Mais, est-ce ainsi qu’on entend la liberté au Palais-Bourbon ou à l’Hôtel de Ville ? Est-ce ainsi que comprennent la séparation les amis de M. Clemenceau ou les collègues de M. Goblet, qui, pour la préparer, comptent sur « le rayonnement des idées ? » Quand on va chercher des exemples ailleurs, en Amérique notamment, on a l’air de faire la satire des projets mis en avant chez nous. Demandez aux plus sincères partisans de la séparation comment ils entendent la liberté des cultes. Ils vous répondront par des projets de loi contre le clergé, contre les congrégations et les associations religieuses, par des lois d’exception contre les ministres du culte, ne comptant les soumettre au droit commun que pour avoir la satisfaction de les voir porter le képi.
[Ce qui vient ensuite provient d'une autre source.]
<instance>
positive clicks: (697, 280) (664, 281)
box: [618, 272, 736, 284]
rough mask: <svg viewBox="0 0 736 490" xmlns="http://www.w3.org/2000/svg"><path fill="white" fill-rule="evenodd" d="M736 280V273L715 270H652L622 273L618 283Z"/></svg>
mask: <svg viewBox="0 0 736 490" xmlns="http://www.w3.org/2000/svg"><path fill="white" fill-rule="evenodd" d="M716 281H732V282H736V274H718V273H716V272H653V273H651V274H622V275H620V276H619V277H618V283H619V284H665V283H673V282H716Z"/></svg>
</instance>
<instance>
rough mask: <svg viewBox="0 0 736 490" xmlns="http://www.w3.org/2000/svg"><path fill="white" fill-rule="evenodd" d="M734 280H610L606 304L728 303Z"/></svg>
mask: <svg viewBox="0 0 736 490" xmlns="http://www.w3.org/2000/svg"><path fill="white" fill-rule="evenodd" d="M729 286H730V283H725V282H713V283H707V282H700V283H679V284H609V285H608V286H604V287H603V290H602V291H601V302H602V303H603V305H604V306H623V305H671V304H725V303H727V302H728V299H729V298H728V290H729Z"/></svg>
Demandez-leur s’ils ne craignent pas de rendre au clergé la faculté de posséder au risque de reconstituer la mainmorte. Ils vous répondront unanimement que telle n’a jamais été leur pensée ; que, si les Américains et les Anglais trouvent bon de laisser aux églises le droit de posséder et d’acquérir, ce n’est pas ainsi que la république opérerait en France. En France, on enlèverait au clergé son chétif traitement sans lui donner en échange ni indemnité ni dotation, sans même lui concéder le droit d’acquérir. On ne lui reconnaîtrait qu’une faculté, celle de vivre d’aumônes au jour le jour, et encore aurait-on soin de l’empêcher de tendre la main et de limiter les largesses dont il pourrait être l’objet. Des deux côtés de l’Atlantique et de la Manche, la séparation de l’état et de l’église a ainsi un sens absolument différent. Quand on nous cite l’exemple de l’Amérique ou de l’Angleterre, c’est avec l’intention de faire tout l’opposé. Il n’y a là qu’une équivoque grossière.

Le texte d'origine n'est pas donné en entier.